Het kampeerterrein bleek een stuk sneeuwvrij, maar wel heel open plek te zijn, gelegen aan een bergmeertje (Russett Lake). Er stonden wijdverspreid een vijftiental tenten en veel kampeerders hadden een muurtje van stenen voor hun tent gelegd om de koude harde wind te breken. We rustten kort uit op een steile heuvel (uit de wind natuurlijk) en hadden de handschoenen erbij aan getrokken. Na wat boterhammen met kaas gingen we de tent opzetten. Onze tent bleek prima bestand tegen de stormachtige wind en doodmoe vielen we in onze warme slaapzakken al snel in een diepe slaap.

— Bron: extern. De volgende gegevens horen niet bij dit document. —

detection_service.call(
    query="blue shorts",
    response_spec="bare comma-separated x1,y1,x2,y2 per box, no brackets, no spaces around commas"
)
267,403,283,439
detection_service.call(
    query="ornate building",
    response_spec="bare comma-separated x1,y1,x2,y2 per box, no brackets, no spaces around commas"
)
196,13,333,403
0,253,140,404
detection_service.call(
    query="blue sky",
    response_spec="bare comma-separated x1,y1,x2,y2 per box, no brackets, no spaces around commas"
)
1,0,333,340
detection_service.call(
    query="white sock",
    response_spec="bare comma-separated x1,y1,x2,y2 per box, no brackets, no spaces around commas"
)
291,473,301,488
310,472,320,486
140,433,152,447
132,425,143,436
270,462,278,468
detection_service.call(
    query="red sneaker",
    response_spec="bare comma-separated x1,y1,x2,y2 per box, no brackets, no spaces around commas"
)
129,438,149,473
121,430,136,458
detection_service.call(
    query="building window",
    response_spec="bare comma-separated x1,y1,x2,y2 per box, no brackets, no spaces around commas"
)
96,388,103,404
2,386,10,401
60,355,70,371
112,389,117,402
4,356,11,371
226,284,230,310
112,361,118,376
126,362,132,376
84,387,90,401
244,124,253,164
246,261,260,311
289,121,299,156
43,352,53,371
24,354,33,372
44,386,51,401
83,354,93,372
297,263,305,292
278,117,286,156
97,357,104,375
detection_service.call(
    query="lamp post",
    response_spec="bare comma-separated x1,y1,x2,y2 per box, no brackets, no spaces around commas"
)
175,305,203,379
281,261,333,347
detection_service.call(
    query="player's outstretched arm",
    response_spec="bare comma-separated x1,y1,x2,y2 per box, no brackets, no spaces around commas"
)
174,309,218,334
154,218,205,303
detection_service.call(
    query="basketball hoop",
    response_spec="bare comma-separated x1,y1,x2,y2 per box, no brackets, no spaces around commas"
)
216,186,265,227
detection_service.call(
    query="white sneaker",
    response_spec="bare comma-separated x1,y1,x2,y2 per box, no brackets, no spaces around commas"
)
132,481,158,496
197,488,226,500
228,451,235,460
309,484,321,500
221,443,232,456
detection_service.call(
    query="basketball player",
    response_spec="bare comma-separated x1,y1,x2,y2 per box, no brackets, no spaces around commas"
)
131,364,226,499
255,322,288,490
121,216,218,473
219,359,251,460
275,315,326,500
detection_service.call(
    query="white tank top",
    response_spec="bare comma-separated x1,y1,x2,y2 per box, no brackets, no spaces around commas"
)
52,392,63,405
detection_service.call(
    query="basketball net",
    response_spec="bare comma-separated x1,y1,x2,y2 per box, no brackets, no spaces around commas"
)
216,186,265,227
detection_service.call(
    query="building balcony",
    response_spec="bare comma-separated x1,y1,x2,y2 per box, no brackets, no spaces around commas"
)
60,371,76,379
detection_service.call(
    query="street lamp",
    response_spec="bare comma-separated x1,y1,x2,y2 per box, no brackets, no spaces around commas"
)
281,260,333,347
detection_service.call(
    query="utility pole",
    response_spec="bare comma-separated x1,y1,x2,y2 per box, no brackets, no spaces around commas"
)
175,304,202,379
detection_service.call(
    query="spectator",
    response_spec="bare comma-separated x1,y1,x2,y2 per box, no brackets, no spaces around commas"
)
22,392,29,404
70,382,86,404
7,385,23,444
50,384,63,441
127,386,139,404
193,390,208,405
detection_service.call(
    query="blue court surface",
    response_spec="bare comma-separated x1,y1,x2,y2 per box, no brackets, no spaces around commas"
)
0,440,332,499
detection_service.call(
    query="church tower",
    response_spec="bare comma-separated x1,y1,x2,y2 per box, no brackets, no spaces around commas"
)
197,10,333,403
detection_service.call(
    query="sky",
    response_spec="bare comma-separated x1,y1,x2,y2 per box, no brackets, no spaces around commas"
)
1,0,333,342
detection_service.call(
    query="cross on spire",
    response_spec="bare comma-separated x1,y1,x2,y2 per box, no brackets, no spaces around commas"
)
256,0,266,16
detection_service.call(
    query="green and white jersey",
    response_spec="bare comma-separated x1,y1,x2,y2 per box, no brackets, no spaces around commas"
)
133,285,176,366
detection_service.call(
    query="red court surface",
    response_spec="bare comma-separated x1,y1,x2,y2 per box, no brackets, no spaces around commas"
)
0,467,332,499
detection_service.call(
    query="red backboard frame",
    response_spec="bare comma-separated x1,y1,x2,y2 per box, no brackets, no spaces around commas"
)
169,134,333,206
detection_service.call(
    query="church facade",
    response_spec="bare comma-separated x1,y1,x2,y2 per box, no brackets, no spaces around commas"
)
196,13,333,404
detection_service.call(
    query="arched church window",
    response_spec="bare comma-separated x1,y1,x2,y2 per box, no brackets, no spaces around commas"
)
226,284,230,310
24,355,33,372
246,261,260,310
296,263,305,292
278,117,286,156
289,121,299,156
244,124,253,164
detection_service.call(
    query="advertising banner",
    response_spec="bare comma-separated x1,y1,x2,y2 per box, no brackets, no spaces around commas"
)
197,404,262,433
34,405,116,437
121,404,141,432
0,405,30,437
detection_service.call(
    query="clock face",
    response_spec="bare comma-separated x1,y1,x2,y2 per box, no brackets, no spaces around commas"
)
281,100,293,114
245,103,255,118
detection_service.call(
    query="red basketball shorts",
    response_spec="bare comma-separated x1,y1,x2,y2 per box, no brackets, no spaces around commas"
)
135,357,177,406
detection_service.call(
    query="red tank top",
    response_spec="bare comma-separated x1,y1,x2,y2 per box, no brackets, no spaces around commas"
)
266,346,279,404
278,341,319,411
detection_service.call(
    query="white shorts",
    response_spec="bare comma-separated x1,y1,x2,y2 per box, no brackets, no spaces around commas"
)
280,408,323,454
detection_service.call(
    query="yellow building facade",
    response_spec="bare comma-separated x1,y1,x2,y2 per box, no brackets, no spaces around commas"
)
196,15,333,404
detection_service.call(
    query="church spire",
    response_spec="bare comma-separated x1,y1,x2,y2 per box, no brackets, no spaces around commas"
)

De volgende dag begon heerlijk zonnig. Na wederom boterhammen met kaas verorberd te hebben, pakten we onze tent in. We hadden goed zicht op de gletsjer, die in de ochtendzon een stuk mooier was dan de dag ervoor. Eigenlijk was de gletsjer mij de dag ervoor door de vermoeidheid nauwelijks opgevallen. Het hele kampeerterrein lag er prachtig bij: wat is het dan toch een bijzonder leuke ervaring om met je tentje bovenop een berg te kamperen. De terugweg was een stuk minder pittig dan de heenweg. We zagen een stuk meer marmotten en eekhoorns. Misschien was het wel daarom...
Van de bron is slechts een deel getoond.